05-26-2025, 06:51 AM
(05-26-2025, 05:35 AM)JamesG Wrote: In the small Soho cafe, you sat,
A crippled explosion of joy. An arresting image, though it might suggest the beloved ("you") is crippled rather than the explosion being stunted (by respect, awe, or the waiters trying and failing to maintain their gravitas).
The waiters circled you like acolytes the missing comma at end of line here is fine - could be comma, em dash, but all unnecessary
your smile burning them to the ground this line needs to flow better - "burns" for "burning," perhaps, or "charcoal" for "the ground"
Too close to your heat, I stood better word than "heat," perhaps... "flame," but more intense
And like the wax that held not a fan of capitalizing here
my wings to my shoulders narrator discloses that he's an angel - or Icarus
I melted, combusted, my skin a more descriptive, specific word than "my" here?
Sloughed from my body, same here for "body" - "frame?"
My blood boiled and burned how would these two lines look with "my" removed from the second - or from both?
My bones so much ash nice alliteration
Falling to drift out the doorway
To mingle with the crowds in the street. this might be a spot for "mingling" - avoids repetition of "to"
In moderate critique: this is certainly intense, and (fast lookup) Wardour is a film street where one might expect to find a star or idol being served in a club or other establishment. It expresses the devastation of being hopelessly smitten by fame, or just dynamite looks... of someone else.

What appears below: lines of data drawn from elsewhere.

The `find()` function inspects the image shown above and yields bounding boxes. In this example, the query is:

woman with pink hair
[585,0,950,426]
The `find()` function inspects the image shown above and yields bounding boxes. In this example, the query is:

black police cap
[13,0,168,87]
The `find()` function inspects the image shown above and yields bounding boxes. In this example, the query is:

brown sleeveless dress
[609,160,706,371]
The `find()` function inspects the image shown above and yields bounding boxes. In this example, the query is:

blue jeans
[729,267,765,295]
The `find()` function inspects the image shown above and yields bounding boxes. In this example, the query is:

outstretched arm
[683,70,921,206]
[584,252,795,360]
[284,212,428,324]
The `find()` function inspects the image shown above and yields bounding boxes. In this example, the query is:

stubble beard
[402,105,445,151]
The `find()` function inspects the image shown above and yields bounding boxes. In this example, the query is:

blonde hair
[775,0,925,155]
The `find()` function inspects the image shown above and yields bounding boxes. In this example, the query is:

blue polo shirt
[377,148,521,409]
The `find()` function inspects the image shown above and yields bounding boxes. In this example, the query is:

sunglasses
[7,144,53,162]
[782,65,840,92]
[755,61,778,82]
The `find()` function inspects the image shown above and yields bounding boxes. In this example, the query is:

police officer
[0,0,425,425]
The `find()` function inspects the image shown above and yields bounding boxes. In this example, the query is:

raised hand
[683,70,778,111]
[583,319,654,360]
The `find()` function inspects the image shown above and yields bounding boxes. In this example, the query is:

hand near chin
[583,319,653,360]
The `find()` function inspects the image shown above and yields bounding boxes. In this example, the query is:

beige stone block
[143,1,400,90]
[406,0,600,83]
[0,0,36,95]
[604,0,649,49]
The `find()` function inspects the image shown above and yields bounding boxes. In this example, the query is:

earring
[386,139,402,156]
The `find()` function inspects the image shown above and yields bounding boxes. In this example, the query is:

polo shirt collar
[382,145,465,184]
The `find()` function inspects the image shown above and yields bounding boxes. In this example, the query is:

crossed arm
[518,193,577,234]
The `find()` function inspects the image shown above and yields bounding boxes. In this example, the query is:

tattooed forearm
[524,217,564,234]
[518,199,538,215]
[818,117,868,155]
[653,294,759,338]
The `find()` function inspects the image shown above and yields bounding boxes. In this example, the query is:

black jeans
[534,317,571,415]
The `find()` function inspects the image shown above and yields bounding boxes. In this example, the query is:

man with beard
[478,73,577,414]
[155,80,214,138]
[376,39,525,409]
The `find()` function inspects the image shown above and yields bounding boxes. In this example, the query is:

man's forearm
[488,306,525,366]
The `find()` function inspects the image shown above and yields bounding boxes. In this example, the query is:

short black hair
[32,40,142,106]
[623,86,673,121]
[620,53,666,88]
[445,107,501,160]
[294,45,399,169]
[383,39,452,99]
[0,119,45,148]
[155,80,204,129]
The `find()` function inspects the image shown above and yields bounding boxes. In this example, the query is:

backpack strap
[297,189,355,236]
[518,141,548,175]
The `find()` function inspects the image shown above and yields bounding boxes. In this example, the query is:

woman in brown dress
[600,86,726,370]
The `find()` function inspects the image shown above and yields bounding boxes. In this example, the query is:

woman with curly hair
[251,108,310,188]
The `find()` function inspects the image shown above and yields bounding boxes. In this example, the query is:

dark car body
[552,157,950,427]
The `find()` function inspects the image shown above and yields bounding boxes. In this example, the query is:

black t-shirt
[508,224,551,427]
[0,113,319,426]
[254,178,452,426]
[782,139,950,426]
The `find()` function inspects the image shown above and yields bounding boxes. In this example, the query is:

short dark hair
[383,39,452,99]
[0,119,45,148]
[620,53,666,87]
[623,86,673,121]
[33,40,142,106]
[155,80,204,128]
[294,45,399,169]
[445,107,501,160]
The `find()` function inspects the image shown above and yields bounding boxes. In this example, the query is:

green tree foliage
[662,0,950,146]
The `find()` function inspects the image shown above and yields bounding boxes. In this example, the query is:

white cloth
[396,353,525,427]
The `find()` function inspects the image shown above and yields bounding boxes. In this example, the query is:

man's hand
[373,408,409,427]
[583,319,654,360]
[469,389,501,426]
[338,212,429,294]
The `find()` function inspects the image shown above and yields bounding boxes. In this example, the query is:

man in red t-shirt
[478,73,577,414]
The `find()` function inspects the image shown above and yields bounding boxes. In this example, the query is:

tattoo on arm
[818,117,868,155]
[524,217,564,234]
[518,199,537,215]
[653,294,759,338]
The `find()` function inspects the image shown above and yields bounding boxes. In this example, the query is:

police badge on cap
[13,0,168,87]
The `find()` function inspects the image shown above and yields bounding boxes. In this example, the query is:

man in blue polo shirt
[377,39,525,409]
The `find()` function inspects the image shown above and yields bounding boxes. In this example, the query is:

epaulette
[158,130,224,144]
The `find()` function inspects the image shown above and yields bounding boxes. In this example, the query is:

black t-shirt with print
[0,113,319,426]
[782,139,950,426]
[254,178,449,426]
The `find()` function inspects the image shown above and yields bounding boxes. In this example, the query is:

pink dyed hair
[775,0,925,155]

I found the somewhat inconsistent capitalization and punctuation a bit distracting, but that's just me. Maybe it would work as well with standard forms... but the randomness adds to the feeling that this narrator is dissolving, becoming disorganized before our eyes. So stet.
The wax-attached wings suggest Icarus and the Sun (who is your Daedalus that set you up for this fall?)
I pictured the narrator as male and idol as female, but it could work as well with a male idol. For some reason, I see a female narrator stop with melting - prejudice, no doubt.
Main suggestion is to use less common words where possible. I always recommend checking each use of "the" for better options, but this is such a life-changing, unique moment (for the narrator, not the idol who surely doesn't notice) that "the" is mostly appropriate. Also, as you edit, consider spots where a word would intensify by its absence - those two "My" for example... who else's body is burning? The waiters'?
Concluding: I like the way there's no hint of cynicism - the narrator is really all in. A reader might look down his nose at the helpless fan, but the fan's emotions are genuine.